Publie le samedi 26 février 2005 par Open-Publishing

De Jean-Jacques Chavigné, Gérard Filoche

Les projets de directive Bolkestein et de Constitution européenne n’ont-ils vraiment rien à voir ?

Dés mars 2004, le projet de directive Bolkestein proposée à l’unanimité par la commission européenne (inclus Michel Barnier et Pascal Lamy) avait été approuvé par tous les Chefs d’Etat et de gouvernement. Dés ce moment, tous les anti-libéraux ont essayé d’alerter sur les dangers de cette directive, ainsi que sur celle visant à allonger la durée du travail " opt out " : toutes deux, sous prétexte de faciliter la libre circulation des services et la liberté d’établissement, ont pour principale fonction de niveler vers le bas le droit du travail des pays de l’Union européenne et d’enlever aux institutions élues (municipalités, régions, parlements nationaux) la possibilité d’édicter des règles protectrices des usagers et des consommateurs.

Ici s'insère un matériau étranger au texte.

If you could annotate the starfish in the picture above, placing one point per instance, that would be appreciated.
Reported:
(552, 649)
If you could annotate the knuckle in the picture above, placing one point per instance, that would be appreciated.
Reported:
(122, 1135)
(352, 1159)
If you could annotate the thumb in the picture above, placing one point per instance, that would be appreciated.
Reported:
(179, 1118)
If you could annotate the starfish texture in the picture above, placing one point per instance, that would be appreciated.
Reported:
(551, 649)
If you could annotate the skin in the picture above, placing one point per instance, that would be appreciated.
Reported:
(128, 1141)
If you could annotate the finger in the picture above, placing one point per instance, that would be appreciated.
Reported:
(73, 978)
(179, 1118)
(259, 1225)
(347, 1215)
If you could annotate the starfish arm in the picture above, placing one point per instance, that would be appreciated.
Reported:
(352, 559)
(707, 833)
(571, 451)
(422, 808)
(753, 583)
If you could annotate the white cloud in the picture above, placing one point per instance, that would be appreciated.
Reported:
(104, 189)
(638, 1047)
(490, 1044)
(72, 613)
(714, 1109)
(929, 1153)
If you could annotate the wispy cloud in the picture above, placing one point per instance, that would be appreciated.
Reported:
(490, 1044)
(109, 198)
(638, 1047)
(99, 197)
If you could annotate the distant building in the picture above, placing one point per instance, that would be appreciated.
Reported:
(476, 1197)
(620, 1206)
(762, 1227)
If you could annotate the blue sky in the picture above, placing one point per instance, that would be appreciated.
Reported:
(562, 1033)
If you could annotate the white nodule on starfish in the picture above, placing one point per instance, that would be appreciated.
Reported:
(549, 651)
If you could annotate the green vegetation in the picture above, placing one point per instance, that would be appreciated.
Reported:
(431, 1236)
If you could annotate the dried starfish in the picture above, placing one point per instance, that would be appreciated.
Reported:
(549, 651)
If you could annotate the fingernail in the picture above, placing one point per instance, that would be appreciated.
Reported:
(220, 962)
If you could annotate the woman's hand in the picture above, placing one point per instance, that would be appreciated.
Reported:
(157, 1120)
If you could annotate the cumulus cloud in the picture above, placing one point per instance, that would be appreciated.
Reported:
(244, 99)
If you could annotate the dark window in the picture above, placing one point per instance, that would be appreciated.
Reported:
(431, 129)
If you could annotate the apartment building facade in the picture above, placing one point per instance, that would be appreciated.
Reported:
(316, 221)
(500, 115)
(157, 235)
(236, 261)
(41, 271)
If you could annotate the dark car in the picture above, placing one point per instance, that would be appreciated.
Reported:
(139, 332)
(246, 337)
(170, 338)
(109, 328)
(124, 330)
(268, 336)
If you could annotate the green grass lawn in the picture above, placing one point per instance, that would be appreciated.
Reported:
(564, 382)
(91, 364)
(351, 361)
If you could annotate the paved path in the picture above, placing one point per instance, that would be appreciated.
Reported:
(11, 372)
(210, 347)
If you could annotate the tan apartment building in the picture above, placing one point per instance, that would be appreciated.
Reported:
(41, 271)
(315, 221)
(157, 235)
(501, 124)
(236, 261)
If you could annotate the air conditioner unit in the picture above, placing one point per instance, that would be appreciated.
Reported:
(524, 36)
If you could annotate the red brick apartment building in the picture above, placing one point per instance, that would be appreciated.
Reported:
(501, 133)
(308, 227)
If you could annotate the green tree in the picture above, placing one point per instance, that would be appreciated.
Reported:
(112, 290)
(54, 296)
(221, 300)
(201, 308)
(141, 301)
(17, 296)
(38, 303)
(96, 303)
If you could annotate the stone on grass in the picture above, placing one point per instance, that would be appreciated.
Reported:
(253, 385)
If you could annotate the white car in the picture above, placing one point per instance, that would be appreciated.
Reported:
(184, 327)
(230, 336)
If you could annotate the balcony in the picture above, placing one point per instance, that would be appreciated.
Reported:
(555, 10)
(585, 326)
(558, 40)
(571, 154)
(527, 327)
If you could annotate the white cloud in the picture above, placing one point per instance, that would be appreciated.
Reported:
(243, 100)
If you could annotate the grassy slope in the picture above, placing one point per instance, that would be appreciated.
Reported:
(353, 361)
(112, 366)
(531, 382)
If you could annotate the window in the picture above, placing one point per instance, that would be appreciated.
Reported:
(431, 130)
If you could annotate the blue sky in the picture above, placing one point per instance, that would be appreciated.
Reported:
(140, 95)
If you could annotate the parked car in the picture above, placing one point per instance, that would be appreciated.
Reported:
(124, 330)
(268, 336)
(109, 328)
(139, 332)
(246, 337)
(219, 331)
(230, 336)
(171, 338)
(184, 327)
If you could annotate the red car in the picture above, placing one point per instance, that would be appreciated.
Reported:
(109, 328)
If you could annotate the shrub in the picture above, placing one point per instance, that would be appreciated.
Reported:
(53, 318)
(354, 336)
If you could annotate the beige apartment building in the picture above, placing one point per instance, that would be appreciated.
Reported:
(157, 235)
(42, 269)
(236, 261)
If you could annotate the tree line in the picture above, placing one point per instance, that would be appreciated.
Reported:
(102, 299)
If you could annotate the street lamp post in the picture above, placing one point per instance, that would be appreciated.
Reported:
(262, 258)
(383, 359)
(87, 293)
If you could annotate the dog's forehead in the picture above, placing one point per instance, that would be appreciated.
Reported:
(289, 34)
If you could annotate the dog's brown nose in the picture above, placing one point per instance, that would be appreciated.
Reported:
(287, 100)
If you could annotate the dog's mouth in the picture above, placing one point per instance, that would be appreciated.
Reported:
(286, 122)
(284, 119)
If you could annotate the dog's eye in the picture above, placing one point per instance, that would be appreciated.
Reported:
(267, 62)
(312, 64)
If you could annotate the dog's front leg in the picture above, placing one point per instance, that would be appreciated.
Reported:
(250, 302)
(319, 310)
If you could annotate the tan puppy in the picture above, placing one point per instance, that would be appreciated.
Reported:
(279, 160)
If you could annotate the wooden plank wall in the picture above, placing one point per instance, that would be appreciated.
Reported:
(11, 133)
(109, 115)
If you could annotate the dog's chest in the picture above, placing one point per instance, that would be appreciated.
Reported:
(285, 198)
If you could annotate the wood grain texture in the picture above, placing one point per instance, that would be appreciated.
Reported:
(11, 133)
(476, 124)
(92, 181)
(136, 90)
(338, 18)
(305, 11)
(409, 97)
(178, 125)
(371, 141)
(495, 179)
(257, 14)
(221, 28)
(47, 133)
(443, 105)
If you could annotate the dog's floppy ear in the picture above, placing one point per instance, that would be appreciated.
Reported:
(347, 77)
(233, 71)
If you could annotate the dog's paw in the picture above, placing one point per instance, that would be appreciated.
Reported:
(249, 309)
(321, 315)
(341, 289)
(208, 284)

Voilà qu’un an aprés, certains semblent se réveiller et rejeter ces directives : Chirac et Dsk. On en se voit se ruer pour signer des appels contre Bolkestein. Bravo ! Mais encore faudrait-il en exiger le " retrait ". Et ne pas seulement se contenter d’une diversion et de quelques aménagements. Comment expliquer que ces deux projets de directives arrivent au même moment que le projet de Constitution, tous approuvés par les mêmes Chefs d’Etat et de gouvernement dans les mêmes réunions ? N’y a t il pas de toute évidence un lien entre Bolkestein et la constitution Giscard ?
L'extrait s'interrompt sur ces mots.